Your problem here is that you've let Python's friendly syntax fool you into
thinking you can program in English. Python's good, but it's not that good!
In English, I might say to you:
"If x and y are ints, or floats, then do this ..."
which you've translated into Python as:
if x and y == int or float: ...
But that's not what it means to Python. What Python does is quite different.
Translating the above:
if x is a truthy value,
and y equals the function "int",
or the function "float" is a truthy value,
then ...
What do I mean by "is a truthy value"?
Python has a rule that *every* value, numbers, strings, lists, etc, everything,
can be considered "true-like" or "false-like". The rules are:
- values which are considered "empty" or "nothing" in some sense are treated
as false-like:
zero numbers: 0, 0.0
empty string: ''
empty containers (lists, dicts, tuples)
None
False
are all "false-like" or "falsey" values.
- values which are considered non-empty, or "something", are treated as
true-like:
every number except zero, e.g. 0.0001, 42, -17.4
every non-empty string, e.g. "hello world"
every non-empty container, e.g. [1, 2, 3]
True
functions
modules
etc.
are all "true-like" or "truthy" values.
So let's go back to your code:
if x and y == int or float: ...
1) First, Python checks whether x is a truthy value. In the examples you give,
it is, so the if-clause starts to look like this:
if True and y == int or float: ...
2) Next, Python checks whether y equals the int function. In this case, it does
not, so the if-clause looks like this:
if True and False or float: ...
and Python can simplify "True and False" to just False:
if False or float: ...
3) Next, Python checks whether the float function is a truthy value. Since
functions are "something" rather than "nothing", it is considered truthy, and
the if-clause looks like this:
if False or True: ...
which Python simplifies to:
if True: ...
and so the if-clause *always* evaluates as True.

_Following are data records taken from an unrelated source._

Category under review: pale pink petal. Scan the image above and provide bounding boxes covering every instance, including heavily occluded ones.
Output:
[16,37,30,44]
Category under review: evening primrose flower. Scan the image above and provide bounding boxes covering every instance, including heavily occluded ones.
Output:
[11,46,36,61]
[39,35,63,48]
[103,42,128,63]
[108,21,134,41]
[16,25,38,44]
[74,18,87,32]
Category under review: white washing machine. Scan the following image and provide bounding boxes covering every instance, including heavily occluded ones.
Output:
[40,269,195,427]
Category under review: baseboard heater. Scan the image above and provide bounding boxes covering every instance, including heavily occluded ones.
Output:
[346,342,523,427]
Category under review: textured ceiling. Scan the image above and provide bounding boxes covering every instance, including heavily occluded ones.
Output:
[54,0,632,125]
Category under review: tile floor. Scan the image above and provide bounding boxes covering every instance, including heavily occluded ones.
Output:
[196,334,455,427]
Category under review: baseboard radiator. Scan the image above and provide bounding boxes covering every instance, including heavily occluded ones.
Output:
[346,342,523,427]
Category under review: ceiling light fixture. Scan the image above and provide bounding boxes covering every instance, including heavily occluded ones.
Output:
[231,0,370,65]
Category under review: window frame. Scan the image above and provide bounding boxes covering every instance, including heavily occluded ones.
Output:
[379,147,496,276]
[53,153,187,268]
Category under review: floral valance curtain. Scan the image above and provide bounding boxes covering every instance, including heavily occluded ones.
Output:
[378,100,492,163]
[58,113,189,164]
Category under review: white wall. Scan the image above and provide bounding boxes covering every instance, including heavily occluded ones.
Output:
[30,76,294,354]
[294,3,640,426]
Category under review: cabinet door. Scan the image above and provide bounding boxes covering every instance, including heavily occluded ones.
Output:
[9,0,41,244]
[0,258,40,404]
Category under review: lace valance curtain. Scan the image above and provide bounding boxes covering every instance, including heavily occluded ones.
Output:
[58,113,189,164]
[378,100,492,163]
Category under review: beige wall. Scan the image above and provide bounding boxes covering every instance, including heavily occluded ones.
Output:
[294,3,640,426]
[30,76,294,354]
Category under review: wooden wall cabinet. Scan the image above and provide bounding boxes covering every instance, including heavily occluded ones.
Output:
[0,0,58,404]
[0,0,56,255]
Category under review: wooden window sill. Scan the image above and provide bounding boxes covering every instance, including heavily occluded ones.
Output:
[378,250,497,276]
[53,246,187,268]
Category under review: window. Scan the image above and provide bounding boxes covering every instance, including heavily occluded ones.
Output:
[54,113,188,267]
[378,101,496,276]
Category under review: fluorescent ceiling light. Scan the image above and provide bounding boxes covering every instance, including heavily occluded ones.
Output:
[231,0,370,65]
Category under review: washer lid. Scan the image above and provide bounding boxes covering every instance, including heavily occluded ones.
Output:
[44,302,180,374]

So what do you have to write instead?
Firstly, you can't check the type of a value with equals. You use the isinstance
function instead. To check if x is an int:
if isinstance(x, int): ...
To check if x is an int, or a float, make the second argument a tuple of types:
if isinstance(x, (int, float)): ...
To check is x *and* y are ints, or floats, you have to check each one separately:
number = (int, float) # tuple of two types
if isinstance(x, number) and isinstance(y, number): ...
Try that, and see how your code works.